Thrums from a carpet factory. You will be using two Axminster-weight thrums at a time, making sure they are roughly the same length (to prevent any waste). The modern rug-maker could use thin uncut rug-wool . Cones of leftover carpet yarn turn up for sale, but with thinner types you’ll need more than two threads at a time. If you are substituting wool, cut it to thrum lengths (e.g. 2 foot / 60 cm) .

Instead of threading the thrums through the sailmaker’s needle, thread a length of thin twine (it should be twice the length of the needle) through the needle and tie the free end of the twine into a loose loop. Quickly run the twine over the beeswax several times to lubricate, stiffen and strengthen it. Thread a paired thrum through the loop and bring the ends together. The needle pulls the twine which in turn pulls the thrums – this means you use the whole thrum without wasting any wool.

Place the hessian on your lap with the starting point on the top left. Let the loose hessian fall over your knees and onto the floor.
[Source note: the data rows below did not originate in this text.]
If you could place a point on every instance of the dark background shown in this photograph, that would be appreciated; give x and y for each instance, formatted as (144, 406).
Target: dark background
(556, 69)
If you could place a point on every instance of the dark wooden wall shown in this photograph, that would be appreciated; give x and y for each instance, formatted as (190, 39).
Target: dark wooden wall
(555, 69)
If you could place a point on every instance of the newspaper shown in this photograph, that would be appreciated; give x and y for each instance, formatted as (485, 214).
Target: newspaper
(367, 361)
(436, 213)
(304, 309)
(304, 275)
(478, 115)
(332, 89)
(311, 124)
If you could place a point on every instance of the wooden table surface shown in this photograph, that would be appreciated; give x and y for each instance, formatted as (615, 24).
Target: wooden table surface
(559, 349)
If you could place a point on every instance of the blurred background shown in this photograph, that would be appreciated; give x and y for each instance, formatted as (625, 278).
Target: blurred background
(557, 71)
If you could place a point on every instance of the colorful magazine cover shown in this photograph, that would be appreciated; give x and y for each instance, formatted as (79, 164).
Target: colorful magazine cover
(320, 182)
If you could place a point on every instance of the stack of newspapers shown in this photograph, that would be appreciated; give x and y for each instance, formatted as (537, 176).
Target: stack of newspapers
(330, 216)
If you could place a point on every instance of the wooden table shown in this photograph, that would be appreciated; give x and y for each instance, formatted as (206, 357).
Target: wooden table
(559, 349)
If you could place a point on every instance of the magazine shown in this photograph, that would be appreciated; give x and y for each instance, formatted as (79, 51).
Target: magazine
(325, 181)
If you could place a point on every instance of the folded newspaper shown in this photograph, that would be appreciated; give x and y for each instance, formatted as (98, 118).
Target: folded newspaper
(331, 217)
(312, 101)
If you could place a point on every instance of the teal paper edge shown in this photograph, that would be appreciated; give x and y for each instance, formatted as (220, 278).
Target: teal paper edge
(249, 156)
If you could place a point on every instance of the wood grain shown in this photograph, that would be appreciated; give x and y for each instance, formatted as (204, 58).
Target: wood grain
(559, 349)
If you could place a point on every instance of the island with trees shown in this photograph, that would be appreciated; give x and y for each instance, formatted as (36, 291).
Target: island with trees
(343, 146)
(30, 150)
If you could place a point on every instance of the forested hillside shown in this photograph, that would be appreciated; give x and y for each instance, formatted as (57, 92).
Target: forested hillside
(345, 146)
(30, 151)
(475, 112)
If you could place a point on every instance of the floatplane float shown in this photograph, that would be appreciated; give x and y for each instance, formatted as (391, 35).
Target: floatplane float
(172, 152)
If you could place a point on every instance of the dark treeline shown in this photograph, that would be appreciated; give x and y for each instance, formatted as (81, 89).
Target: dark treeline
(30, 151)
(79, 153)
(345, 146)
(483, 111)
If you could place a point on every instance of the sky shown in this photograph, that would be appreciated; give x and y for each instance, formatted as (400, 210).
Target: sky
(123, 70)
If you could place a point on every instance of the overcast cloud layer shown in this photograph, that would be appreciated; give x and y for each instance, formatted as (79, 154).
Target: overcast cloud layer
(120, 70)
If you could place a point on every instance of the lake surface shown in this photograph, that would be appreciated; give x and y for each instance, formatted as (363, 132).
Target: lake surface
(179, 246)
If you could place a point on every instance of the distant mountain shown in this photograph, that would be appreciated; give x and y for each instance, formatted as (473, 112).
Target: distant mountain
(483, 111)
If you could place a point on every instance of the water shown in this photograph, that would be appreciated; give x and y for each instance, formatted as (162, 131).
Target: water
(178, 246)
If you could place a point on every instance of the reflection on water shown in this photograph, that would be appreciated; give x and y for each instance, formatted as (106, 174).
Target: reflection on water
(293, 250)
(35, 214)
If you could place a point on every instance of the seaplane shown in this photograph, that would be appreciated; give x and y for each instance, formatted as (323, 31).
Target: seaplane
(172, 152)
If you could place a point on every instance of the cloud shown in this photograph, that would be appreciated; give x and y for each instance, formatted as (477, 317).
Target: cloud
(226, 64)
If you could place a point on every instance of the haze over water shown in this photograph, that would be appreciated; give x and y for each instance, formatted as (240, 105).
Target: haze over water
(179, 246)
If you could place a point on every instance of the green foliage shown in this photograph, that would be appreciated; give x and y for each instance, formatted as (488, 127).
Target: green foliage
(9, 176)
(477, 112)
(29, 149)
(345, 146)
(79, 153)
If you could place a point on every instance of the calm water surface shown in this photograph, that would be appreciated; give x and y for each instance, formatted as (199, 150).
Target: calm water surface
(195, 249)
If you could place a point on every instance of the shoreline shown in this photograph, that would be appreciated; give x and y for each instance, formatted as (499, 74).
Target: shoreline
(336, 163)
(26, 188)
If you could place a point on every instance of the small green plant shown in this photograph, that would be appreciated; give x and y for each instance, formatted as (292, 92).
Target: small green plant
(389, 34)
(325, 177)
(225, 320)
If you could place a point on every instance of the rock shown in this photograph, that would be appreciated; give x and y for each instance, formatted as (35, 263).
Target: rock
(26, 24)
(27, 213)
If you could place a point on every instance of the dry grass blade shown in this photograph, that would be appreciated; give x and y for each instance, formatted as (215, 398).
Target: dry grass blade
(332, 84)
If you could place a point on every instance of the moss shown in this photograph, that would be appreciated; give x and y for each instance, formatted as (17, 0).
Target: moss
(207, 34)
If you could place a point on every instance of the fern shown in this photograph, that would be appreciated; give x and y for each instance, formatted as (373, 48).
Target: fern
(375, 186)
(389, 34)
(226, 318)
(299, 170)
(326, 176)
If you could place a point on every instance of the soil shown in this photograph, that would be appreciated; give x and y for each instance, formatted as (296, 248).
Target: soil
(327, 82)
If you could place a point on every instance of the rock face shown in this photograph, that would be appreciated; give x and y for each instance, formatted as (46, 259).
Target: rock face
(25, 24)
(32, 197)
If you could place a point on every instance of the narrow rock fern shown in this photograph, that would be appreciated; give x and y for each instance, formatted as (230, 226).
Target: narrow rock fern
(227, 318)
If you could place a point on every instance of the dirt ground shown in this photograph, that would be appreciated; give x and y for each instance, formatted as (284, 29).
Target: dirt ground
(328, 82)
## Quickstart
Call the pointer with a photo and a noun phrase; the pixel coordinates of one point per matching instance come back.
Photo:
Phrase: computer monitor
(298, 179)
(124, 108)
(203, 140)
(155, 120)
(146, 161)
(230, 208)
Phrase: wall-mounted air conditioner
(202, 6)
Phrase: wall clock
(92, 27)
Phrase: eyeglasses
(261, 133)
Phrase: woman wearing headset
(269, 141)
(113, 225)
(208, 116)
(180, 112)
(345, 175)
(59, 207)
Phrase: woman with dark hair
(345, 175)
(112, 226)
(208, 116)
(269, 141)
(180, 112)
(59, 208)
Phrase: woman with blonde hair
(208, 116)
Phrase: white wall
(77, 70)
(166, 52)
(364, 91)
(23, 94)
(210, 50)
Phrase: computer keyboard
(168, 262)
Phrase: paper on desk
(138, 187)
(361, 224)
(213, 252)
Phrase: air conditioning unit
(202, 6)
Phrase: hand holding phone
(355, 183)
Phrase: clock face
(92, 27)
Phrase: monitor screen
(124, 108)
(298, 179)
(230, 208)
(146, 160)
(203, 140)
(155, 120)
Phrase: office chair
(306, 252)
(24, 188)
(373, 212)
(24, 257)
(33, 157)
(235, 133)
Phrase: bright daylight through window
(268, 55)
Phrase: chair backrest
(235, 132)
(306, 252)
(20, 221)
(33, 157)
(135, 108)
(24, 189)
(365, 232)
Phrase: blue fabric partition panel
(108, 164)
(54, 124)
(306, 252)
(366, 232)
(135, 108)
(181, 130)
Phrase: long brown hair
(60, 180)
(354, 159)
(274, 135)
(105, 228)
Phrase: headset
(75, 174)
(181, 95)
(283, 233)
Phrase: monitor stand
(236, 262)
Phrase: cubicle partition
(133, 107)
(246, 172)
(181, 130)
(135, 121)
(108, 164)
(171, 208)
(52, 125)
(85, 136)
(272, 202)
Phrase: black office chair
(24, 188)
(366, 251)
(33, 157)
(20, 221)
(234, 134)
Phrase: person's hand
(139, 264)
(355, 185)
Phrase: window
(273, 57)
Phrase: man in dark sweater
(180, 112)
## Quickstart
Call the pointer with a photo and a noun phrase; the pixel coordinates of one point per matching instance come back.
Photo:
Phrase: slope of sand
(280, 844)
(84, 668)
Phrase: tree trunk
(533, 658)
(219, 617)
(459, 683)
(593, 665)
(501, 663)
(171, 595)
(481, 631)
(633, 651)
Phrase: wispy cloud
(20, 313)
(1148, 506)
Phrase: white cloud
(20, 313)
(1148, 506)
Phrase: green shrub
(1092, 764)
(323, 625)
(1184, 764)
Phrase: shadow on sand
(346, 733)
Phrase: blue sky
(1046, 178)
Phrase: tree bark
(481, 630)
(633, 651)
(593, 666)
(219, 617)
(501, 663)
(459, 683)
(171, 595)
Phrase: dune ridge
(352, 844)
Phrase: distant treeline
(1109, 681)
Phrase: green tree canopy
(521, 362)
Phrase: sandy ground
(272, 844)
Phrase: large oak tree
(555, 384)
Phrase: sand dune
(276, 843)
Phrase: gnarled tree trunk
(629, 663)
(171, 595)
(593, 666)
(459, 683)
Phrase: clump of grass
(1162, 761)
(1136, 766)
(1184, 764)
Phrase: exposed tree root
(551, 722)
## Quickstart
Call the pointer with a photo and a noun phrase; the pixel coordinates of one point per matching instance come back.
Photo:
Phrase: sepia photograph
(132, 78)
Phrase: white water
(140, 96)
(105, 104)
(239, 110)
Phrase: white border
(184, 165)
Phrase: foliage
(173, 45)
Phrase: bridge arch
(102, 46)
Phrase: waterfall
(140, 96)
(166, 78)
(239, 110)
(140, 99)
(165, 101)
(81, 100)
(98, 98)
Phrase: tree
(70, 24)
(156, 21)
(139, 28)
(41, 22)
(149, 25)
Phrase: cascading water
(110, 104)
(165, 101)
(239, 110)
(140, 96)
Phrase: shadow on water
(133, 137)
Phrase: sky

Hold the steel rod in your left hand pointing it to the right and align it with the horizontal threads of the hessian sacking.

Insert the threaded needle under a horizontal thread, pointing away from you, under the steel rod then bring it back over the top of the steel rod towards you. Pull the thread through almost to the end of the paired thrums. Then insert the needle 2 threads to the left and two below the first. Pull the thread through to lightly form the first knot. This anchors the thrum.

Insert the needle a distance of three vertical threads to the right. Pull the thread through and tighten the loop around the steel rod, then bring the needle back over towards you. This makes a single loop over the steel rod. Secure the loop by making a stitch below and to the left (the same as the knot that anchored the thrum).

Keep making loops around the rod, replacing the thrums until you reach the end of the row. If the gauge is shorter than the canvas width, you can slide it across. At the end of the row, anchor the last loop and clip off the last thrum. After a while, the twine will becomes frayed and loose so run it over the beeswax again.

Start the next row at the left hand side of the hessian, five horizontal threads below the previous loops. Repeat the looping and knotting. When you finish looping the rug, bind the ends by turning them under and stitching with twine or with strong linen thread.

If you are having trouble imagining this, these images show a very similar method:

continuous ghiordes knots

For a tufted pile rug take a pair of sharp scissors and cut along the loops. For a loop pile rug (which is harder wearing) don’t cut the loops. Stitch the rug onto a canvas or muslin backing if desired.

For a patterned rug, draw the designs on the hessian and use different colour threads for each section of pattern (remember to anchor the last loop and first loop when you change colours).